Updated November 21, 2016

Diverticulitis is a medical condition in which inflammation within the intestinal tract leads to sluggish movement of faeces within the colon. Rather than being successfully passed out of the body, fecal matter collects small, distended sacs known as diverticula. This leads to bloating, discomfort, constipation and, if left untreated, intestinal obstruction or even gangrene. Fortunately, the vast majority of cases can be resolved with modifications to the daily diet, decreasing fibre intake and avoiding "high residue" foods. A low-fibre diet gives the colon longer to rest, rather than overworking it.

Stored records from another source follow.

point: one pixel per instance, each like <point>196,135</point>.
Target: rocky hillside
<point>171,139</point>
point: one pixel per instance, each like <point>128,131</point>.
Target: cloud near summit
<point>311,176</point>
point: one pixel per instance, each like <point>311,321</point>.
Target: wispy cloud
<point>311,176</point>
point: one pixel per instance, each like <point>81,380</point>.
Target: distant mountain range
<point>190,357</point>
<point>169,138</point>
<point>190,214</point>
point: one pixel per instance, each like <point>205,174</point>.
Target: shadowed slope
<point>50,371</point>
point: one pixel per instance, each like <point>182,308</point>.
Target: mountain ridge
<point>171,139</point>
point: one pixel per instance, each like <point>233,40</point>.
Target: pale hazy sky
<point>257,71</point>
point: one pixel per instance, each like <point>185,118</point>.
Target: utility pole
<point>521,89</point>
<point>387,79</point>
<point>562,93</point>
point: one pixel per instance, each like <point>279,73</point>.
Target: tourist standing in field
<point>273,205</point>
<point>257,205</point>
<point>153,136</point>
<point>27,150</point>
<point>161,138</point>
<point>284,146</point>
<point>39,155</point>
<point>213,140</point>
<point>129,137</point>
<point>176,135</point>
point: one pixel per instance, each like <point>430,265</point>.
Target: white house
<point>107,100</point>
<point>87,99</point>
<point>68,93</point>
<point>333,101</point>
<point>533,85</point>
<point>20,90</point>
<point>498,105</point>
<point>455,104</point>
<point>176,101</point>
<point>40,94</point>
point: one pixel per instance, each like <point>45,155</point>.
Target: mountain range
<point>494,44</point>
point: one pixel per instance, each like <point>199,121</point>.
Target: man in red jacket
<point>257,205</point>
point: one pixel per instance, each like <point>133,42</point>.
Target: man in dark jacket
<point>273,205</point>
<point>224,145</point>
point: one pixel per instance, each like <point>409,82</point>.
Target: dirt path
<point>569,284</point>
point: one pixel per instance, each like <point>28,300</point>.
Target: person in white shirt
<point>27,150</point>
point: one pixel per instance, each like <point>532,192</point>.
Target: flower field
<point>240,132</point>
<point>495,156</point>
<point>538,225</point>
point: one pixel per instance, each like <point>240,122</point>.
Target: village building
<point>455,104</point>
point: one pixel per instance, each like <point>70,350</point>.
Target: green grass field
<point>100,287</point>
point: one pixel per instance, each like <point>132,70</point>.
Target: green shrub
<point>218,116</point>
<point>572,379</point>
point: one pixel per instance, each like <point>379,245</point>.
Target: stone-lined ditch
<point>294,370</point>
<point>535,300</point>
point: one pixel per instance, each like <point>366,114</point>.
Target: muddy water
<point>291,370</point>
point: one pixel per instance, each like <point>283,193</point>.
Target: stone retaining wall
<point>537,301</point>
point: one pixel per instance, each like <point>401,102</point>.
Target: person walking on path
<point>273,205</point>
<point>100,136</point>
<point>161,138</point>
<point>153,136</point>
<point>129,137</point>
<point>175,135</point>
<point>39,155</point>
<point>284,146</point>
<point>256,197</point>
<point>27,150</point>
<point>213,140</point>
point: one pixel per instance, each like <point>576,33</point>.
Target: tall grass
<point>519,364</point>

To help prevent a diverticulitis attack, avoid eating whole grain products such as popcorn, rolled oats, corn muffins, or foods made with bran or brown rice as these contain high levels of indigestible fibre that may lodge in the diverticula, aggravating the condition. Choose refined-grain products instead such as white rice, pasta, crackers and baked goods made with refined white flour.

Fruits and Vegetables

In the produce department, try to avoid choosing dried fruits such as raisins or prunes, which are loaded with fibre. Steer clear of berries as they contain numerous small, indigestible seeds, and any cruciferous vegetables such as cabbage, cauliflower or broccoli. Do not drink any fruit juice that contains pulp and be sure to cook all your vegetables prior to eating them to soften the fibre and make them easier to digest. Most raw fruits should be avoided with the exception of bananas, avocado, peaches and melons, which are comparatively low in fibre and easy to digest. If you must have raw produce, eat it only in moderation and be sure to remove the peel and avoid ingesting any seeds.

Meat and Protein

Choose tender cuts of meat, ground meats, fish of all sorts, and eggs as your main protein choices because they do not irritate the colon and are slow to digest. Avoid eating strong cheeses as they tend to contain high quantities of indigestible casein. Additionally, any product containing nuts and seeds, including crunchy peanut butter, should be removed from the menu because these protein sources can be very difficult to digest. You should also reduce the quantity of beans, peas and legumes in your regular diet as these are known to be sources of high dietary fibre.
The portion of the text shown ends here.